Vous l’avez sûrement vue ou êtes passé devant elle, feignant peut-être l’indifférence, ou bien vous lui avez jeté quelques pièces pour avoir bonne conscience.

Elle a élu domicile près de la place Audin, dans les escaliers de la rue Pichon avec son petit enfant. Belle, l’air digne, jamais la main tendue, toujours propre, s’occupant de son petit, ou bien dessinant. Elle s’appelle Lynda et son petit bout de chou Zakaria.
Les deux incarnent l’image d’une grande partie de la société algérienne. Celle qu’on ignore, que chacun peut rejoindre à n’importe quel moment. Combien sont-elles réellement qui vivent dans la rue, nuit et jour, qu’il vente ou qu’il pleuve ou qu’il fasse beau ? Combien sont-elles à errer de jour comme de nuit sans destinée ? A travers l’histoire de Lynda, nous essayerons de retracer sa vie, pour comprendre, loin de toute curiosité malsaine, et faire le portrait d’une jeune fille à qui la vie n’a pas souri. Pour mettre un nom et un visage sur les autres milliers de femmes sans nom dans le même cas.

Le parcours de Lynda
La vie de Lynda, de son vrai nom Bita Salima, pourrait inspirer plus d’un romancier et cinéaste. Mais son histoire est le fruit de la réalité et point de la fiction. Hier, nous l’avons trouvée affairée à nettoyer les baskets de son garçon. Ce dernier à côté d’elle s’amusait avec ses jouets. L’approcher sans nous rejeter n’a pas été une mince affaire. Elle se fait appeler Lynda, car elle n’a jamais aimé son prénom Salima. « Je n’aime pas le prénom de Salima. Je n’ai rien pu choisir dans ma vie alors autant essayer d’avoir mon propre prénom », nous lance-t-elle sur un ton ironique.

En français, d’une voix sûre qui ne trahissait aucune émotion, du moins au début, Lynda s’est livrée par bribes, tout en continuant à s’occuper de son fils.

Elle a vu le jour à Ouargla, il y a de cela 23 ans. Elle a été mise au monde par une mère qui a essayé de la tuer en l’étouffant alors qu’elle n’avait que trois jours. Elle n’a dû son salut qu’à un passant belge qui s’est occupée d’elle jusqu’à ses treize ans. Ce « sauveur » répond au nom de Bita Alphonse.
« Je ne peux pas juger ma mère, car je ne connais pas son histoire. Tout ce que je sais est qu’il est difficile pour une femme de vivre à Ouargla si elle sort de chez-elle ». « Mon enfance a été des plus merveilleuses, allant à l’école, vivant normalement sous l’aile protectrice de ma nourrice, Fatma Zohra, et surtout d’Alphonse. » Ce dernier a fait en sorte qu’elle ne manque de rien, selon ses propos.

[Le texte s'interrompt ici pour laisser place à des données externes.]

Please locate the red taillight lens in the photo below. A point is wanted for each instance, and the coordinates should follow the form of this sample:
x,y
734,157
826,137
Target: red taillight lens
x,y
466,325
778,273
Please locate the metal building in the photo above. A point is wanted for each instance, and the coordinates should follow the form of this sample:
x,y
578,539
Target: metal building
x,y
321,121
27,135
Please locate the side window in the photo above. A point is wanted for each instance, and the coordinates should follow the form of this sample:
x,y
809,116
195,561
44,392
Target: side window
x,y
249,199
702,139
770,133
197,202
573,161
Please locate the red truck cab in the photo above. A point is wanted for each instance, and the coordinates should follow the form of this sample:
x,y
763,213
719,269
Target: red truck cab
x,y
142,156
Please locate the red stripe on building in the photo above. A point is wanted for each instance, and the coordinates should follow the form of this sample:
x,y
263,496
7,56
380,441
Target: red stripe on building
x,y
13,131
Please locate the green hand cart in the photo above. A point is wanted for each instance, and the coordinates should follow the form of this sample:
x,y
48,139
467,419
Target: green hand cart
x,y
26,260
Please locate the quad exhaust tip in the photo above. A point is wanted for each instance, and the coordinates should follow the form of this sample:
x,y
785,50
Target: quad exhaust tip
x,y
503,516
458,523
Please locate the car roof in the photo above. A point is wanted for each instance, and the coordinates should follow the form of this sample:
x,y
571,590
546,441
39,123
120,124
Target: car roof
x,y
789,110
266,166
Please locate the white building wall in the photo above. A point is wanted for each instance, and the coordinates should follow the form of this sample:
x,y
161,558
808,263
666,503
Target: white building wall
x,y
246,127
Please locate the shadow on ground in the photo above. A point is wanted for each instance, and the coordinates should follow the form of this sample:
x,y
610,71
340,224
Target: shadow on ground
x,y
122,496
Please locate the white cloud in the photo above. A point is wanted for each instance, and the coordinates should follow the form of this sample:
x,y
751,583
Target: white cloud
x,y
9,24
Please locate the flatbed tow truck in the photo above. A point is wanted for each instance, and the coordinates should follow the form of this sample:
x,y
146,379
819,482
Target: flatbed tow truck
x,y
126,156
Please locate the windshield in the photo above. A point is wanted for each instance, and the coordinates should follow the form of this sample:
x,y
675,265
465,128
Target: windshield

« J’ai eu plus de chance entre les mains d’un étranger qu’avec des Algériens » dira-t-elle avec une pointe d’amertume.
A ses 67 ans, Alphonse alors malade quitte l’Algérie pour son pays natal, il laisse Salima aux bons soins de Fatma Zohra. « Jusqu’à mes treize ans, j’ai continué de vivre dans l’insouciance. En cette année, Alphonse est mort. Depuis tout a changé. » « Je suis devenue au fil du temps son esclave. Je faisais tout. Elle m’a menée la vie très dure, alors qu’avant qu’Alphonse ne parte, il l’avait fait promettre de s’occuper de moi ». A ce moment-là, ses yeux noirs d’ébène se sont remplis de larmes. « Je ne peux pas continuer de parler de cela car je sens que je vais exploser comme la bombe d’Hiroshima », s’est-elle contentée de conclure.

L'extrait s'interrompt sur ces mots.